We've done our best to make the terminology jargon free, but if it still doesn't make sense give us a call on 0345 4594490 and we will be happy to explain it further.

Loan to Value or LTV

Loan to value is the percentage of the property valuation that you will be borrowing.

For example if the valuation of the property is £100,000 and you are borrowing £80,000 you have an LTV of 80%.

It's Important to remember that LTV is not always based on your agreed price for the property.

If you agree a price of £120,000 but the Lenders Valuation is for £100,000 there would be a shortfall in your deposit and your LTV will be based on the lenders valuation.

LTV Affects your rate - The bigger the deposit the less the risk for the lenders and the lower the rate in general.

Lenders usually have LTV's available in steps such as 90% 85% & 75% with progressively lower rates for the same product.

The legal work or conveyancing

This is the term given to the legal work involved in a house purchase such as establishing title (ownership of a property) and the exchanging of contracts between the purchaser and vendor.

Income status & self certification

  • Full Status

    Proof of income provided.

    This will usually be in the form of 3 months payslip's or accounts, bank statements and P60's or tax returns.

  • Self Certification

    No proof or limited proof of income required.

    Designed for those who may find difficulty proving income for example owners of a seasonal business or someone whose income is made up mainly of commission or bonuses.

    Lenders generally withhold the right to request bank statements or tax returns if necessary.

    Self certiciation is almost entirely a thing of the past now and is usually not available.

Repayment Methods & interest only

  • Capital & Interest

    Where the Mortgage Interest and the Mortgage Balance are paid by instalment.

    The sum borrowed is guaranteed to be repaid by the end of the loan subject to any arrears.

  • Interest Only

    You only pay the interest that is owed on the amount borrowed.

    At the end of the loan the total amount borrowed will still be outstanding and it is your responsibility to arrange a "repayment vehicle" usually an investment product to repay the balance.

Main Mortgage Types

The main difference between most types of mortgage products is the way interest is added to the loan.

If it is fixed your payments will remain the same regardless of changes in the bank base rate or other rate changes.

Variable rate products will move in line with different things as described below but when the rate changes your monthly payment will also change.

It's worth mentioning that many standard products have disappeared from the market, some due to the poor credit conditions and other's due to the exceptionally low bank base rate.

  • Fixed Rate

    The interest rate is set for the initial period of the loan i.e. 1, 2, 3 or 5 years then reverts to the lenders standard variable rate.

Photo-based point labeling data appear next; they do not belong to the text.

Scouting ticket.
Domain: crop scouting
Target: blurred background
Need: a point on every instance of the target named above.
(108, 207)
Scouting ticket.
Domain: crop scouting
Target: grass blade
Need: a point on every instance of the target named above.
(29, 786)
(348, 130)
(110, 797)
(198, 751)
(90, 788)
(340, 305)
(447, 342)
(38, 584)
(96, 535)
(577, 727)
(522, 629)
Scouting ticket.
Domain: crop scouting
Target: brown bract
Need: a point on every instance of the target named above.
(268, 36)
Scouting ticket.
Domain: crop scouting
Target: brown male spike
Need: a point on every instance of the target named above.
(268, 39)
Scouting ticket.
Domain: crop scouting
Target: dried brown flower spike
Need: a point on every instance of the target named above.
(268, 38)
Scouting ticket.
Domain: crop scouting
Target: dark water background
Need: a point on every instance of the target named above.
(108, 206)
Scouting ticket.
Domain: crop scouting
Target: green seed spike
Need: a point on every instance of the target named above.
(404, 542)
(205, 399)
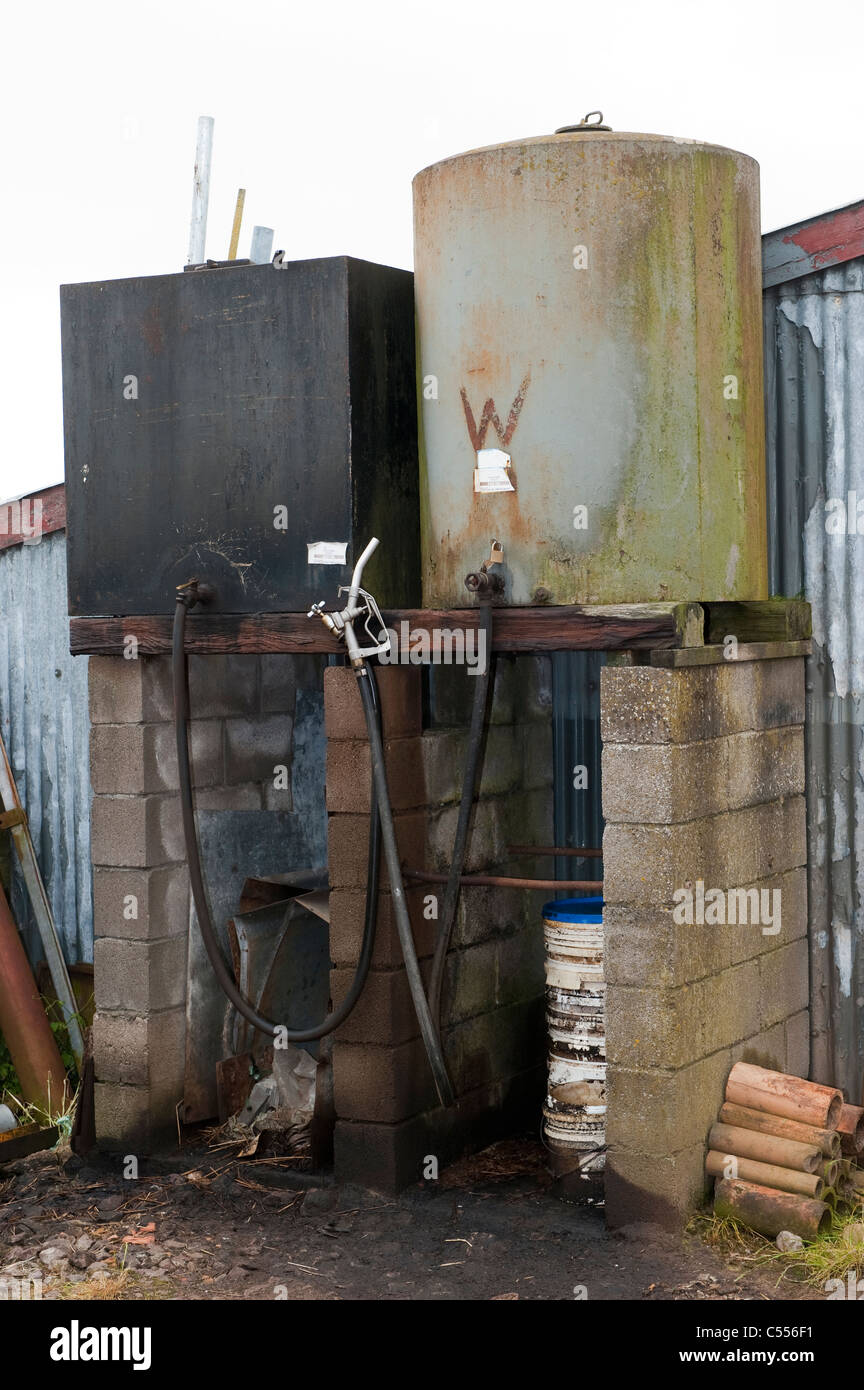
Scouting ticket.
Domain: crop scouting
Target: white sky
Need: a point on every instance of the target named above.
(325, 111)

Early repayment charges will often apply.

  • Tracker

    This will follow the Bank Base Rate usually with a percentage added or deducted. Early repayment charges will often apply.

  • Capped

    Follows the bank base rate like a tracker mortgage but has an upper limit to the rate. Early repayment charges will often apply.

    There are very few capped rates available currently

  • LIBOR Linked

    Follows the London interbank offered rate (the rate banks lend to each other at) with a percentage added or deducted.

    Early repayment charges will often apply. There are very few Libor Linked rates available currently

  • Standard Variable

    Follow the banks SVR but are not guaranteed to change when bank base rate or LIBOR rate changes. Often available without early repayment charges.

  • Discount rate

    Follow's the bank's SVR minus a certain percentage.

  • Flexible Mortgages

    These products may offer features such as additional borrowing facility, over and under payments, payment holidays and current accounts.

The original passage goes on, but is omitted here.